La
démocratie naissante en Tunisie fait saliver les investisseurs
français
Source : La Tribune.fr |
La Tunisie nouvel eldorado des investisseurs français ? Oui,
mais pas tout de suite. La promesse d'une démocratie stable renforce
l'attractivité du pays, qui séduit grâce à
sa compétitivité, une main d'œuvre très qualifiée,
et sa proximité culturelle avec la France. Mais si la plupart
desMais si la plupart des investisseurs commencent à imaginer
leur implantation, ils sont suspendus aux résultats des élections
du 24 Juillet prochain, qui désigneront une Assemblée
constituante.
On va enfin pouvoir faire du business correctement". Comme Eric
Labonne, patron de L&L Consultants Associés, une entreprise
d'assistance juridique, les investisseurs français voient la
Tunisie post-révolution de jasmin d'un nouvel oeil. Depuis la
chute du régime de Ben Ali, le 15 janvier dernier, et la constitution
d'un gouvernement provisoire qui doit déboucher le 24 Juillet
sur l'élection d'une Assemblée constituante, la promesse
d'une démocratie stable et de réformes économiques
favorisant les investissements redonne confiance aux investisseurs français.
Thierry Miremont, directeur de Photowatt, une entreprise française
spécialisée dans l'énergie solaire, est bien décidée
à profiter du marché en plein boom des énergies
renouvelables, un des domaines où la Tunisie fait figure de pays
moteur en Afrique. "Le régime de Ben Ali, caractérisé
par les passe-droits, l'opacité et la corruption, ne m'inspirait
pas du tout confiance, alors que maintenant je veux m'y implanter le
plus vite possible", confie ce Chef d'Entreprise.

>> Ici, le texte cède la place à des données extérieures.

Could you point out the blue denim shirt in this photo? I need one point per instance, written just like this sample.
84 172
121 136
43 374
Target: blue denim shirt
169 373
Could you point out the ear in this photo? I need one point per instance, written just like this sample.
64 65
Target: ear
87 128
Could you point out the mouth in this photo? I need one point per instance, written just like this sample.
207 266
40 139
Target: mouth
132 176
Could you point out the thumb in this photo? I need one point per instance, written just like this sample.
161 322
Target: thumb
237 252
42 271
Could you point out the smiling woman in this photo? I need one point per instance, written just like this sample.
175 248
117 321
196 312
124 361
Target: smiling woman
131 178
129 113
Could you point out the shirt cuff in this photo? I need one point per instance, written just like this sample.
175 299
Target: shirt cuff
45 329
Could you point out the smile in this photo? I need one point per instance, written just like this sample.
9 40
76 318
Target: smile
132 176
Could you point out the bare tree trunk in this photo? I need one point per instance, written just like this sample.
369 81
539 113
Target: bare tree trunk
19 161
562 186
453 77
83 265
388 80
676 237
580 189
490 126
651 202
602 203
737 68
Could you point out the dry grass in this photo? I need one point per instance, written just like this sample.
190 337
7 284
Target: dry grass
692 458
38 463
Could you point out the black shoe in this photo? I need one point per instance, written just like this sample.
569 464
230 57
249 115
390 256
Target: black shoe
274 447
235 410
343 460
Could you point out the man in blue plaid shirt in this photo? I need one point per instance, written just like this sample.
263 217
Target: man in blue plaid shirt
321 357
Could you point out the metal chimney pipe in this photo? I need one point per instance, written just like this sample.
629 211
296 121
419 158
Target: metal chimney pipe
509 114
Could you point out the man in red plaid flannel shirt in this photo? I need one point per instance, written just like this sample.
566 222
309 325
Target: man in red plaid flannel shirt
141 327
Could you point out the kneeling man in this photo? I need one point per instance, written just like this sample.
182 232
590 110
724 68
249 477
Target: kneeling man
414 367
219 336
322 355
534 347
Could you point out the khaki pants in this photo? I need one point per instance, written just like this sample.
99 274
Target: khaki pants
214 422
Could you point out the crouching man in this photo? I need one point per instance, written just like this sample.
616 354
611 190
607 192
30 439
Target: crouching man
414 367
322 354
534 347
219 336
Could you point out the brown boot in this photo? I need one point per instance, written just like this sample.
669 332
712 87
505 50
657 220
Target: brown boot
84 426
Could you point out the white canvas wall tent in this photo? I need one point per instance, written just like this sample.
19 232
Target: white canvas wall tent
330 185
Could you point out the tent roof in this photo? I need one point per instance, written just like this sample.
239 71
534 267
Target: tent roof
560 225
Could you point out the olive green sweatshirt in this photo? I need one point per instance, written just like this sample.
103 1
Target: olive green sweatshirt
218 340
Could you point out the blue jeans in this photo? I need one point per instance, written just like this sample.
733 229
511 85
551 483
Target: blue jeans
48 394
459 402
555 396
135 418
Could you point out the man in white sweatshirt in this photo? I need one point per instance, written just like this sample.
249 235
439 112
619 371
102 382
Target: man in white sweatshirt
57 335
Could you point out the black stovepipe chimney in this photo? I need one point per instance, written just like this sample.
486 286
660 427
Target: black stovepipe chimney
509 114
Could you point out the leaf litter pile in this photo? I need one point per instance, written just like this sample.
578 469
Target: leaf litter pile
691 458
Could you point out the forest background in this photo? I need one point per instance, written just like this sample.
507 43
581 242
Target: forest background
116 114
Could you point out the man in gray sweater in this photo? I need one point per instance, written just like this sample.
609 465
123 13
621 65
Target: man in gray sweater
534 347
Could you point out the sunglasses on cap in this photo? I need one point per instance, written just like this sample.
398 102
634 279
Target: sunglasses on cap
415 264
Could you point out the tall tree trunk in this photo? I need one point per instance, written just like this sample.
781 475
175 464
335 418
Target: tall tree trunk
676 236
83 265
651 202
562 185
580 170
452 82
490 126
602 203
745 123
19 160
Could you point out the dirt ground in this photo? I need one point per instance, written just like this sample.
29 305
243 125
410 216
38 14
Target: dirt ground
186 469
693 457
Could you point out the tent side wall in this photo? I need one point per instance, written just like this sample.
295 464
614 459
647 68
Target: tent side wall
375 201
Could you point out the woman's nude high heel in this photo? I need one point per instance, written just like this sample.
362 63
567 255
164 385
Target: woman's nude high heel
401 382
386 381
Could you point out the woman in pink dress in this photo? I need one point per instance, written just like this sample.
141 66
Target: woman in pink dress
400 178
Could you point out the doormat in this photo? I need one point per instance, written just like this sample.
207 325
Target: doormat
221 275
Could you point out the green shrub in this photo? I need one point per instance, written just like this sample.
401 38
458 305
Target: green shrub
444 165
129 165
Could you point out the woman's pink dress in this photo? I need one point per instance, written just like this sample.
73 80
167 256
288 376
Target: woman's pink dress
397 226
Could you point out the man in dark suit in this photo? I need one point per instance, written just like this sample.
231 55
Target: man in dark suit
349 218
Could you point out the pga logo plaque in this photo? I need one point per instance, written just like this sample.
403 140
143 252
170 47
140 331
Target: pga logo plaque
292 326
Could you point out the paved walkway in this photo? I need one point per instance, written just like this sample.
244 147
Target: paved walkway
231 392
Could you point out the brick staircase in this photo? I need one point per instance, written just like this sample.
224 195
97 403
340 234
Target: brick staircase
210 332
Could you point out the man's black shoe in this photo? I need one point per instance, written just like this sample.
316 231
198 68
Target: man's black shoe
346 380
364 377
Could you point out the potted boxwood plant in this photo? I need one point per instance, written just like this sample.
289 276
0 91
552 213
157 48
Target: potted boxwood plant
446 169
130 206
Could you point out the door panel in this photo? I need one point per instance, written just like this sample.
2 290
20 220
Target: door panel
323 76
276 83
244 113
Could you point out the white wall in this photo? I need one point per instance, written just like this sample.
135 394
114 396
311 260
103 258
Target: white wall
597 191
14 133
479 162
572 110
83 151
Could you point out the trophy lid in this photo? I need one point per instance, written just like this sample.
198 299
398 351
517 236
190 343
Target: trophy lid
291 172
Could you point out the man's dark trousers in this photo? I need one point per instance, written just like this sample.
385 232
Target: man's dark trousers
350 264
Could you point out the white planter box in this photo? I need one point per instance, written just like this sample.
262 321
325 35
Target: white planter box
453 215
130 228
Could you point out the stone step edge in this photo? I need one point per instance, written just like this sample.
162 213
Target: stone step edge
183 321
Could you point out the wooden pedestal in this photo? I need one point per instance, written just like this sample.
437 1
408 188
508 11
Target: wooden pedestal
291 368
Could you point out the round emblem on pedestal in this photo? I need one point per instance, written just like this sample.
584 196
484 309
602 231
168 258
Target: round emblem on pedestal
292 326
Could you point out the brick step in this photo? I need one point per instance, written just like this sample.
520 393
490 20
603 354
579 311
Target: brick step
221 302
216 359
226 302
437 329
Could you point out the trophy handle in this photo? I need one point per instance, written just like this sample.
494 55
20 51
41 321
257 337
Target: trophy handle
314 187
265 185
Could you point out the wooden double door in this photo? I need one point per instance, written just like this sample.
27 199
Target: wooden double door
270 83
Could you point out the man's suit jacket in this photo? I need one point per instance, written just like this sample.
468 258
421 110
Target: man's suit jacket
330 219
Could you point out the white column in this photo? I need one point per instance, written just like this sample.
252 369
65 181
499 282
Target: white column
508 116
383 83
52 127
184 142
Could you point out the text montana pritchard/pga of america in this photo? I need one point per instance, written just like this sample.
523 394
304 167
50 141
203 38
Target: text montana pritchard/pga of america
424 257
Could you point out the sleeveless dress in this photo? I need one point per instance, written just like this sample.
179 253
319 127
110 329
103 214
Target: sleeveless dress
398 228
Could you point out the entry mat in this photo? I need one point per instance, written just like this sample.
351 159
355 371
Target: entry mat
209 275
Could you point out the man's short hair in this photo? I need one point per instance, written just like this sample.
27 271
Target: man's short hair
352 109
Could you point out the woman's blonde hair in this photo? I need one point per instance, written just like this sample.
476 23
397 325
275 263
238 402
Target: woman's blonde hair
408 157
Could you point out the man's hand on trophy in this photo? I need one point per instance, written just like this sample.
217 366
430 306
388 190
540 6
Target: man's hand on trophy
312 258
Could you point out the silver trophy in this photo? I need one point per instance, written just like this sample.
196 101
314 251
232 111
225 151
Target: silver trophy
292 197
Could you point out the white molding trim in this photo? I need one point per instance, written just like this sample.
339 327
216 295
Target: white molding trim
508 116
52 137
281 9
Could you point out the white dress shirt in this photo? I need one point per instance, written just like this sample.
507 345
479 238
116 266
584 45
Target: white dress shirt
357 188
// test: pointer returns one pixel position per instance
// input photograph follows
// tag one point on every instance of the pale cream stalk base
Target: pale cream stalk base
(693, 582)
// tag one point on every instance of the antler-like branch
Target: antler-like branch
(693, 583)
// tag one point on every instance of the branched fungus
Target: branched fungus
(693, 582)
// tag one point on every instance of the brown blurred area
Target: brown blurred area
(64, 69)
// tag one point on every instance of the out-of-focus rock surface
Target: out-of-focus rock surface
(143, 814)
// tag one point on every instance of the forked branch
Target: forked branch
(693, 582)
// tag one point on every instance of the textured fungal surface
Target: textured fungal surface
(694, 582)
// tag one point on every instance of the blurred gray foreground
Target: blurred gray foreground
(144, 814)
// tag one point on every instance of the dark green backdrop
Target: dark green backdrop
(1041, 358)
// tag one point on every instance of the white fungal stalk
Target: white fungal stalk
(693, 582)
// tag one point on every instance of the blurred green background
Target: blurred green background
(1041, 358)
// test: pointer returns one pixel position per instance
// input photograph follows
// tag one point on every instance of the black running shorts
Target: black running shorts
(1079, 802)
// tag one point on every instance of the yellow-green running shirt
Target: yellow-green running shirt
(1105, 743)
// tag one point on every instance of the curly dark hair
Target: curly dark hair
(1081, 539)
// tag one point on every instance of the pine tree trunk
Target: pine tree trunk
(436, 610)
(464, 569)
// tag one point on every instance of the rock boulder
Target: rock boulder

La France, premier investisseur mondial dans le secteur industriel
Avec 800 Millions d'euros d'investissements en 2010 selon le ministère
des Finances tunisien, la France est le premier investisseur dans le
secteur industriel (sauf dans l'énergie) et occupe le troisième
rang en valeur derrière les Emirats arabes unis et le Royaume-Uni.
Réputée pour la qualité de ses ressources humaines,
la Tunisie devrait continuer à attirer les entreprises en quête
d'externalisation de leur main d'œuvre. "La proximité
des tunisiens avec la culture française et la qualité
du personnel sont d'énormes atouts pour nous. La possibilité
d'une démocratie stable rend la Tunisie beaucoup plus attractive
que d'autres pays comme le Maroc par exemple", explique Asma Aïdi,
tunisienne et chef de projet chez Steria, une multinationale en conseil
informatique et infogérance.
La perte de compétitivité liée aux augmentations
de salaires (10%) depuis la révolution du jasmin ne rebute pas
les entreprises déjà implantées dans le pays, comme
Alstom. "La situation est un peu difficile mais Alstom est en Tunisie
depuis longtemps et ne voit aucune raison de ne pas y être pour
longtemps encore", affirme Paul Moneyron, premier vice-président
d’Alstom Power Service. L'enjeu pour ces entreprises déjà
implantées : récupérer les marchés publics
à venir... Ou s'implanter sur les marchés qui vont s'ouvrir
grâce à l'arrivée de la démocratie, comme
la culture et l'édition. Sous Ben Ali, la censure empêchait
la vente de livres jugés subversifs. "La révolution
a créé un marché énorme à prendre
sur les livres. Les livres auparavant interdits vont devenir attirants",
se réjouit-on aux éditions Calmann-Levy. L'imparatif :
s'installer vite pour éviter que le secteur ne soit "pris
d'assaut" par d'autres entreprises.
"Un paradis économique en devenir"
Les investisseurs français sont donc dans une démarche
de prise de contacts, d'évaluation des possibilités. Car
si la Tunisie pourrait effectivement devenir l'eldorado des investisseurs,
ceux-ci restent suspendus aux résultats des élections
du 24 juillet. "Personne n'investira avant les élections
car d'une part le gouvernement provisoire n'a pas les moyens de lancer
de grands projets, et d'autre part le score des islamistes est source
d'inquiétude", explique Vincent Morel, de la société
de climatisation Airwell. Les investissement directs étrangers
(IDE) dans les secteurs de l'industrie manufacturière et de l'énergie
ont connu respectivement une baisse de 23% et de 30,8% sur un an au
premier trimestre 2011, à cause de la révolution. Mais
les investisseurs, qui préfèrent être prudents,
sont optimistes. "Etant donné l'évolution de la situation,
peu de monde pense que les situation sera problématique après
les élections, poursuit Vincent Morel. Pour tout le monde, la
Tunisie est un paradis économique en devenir".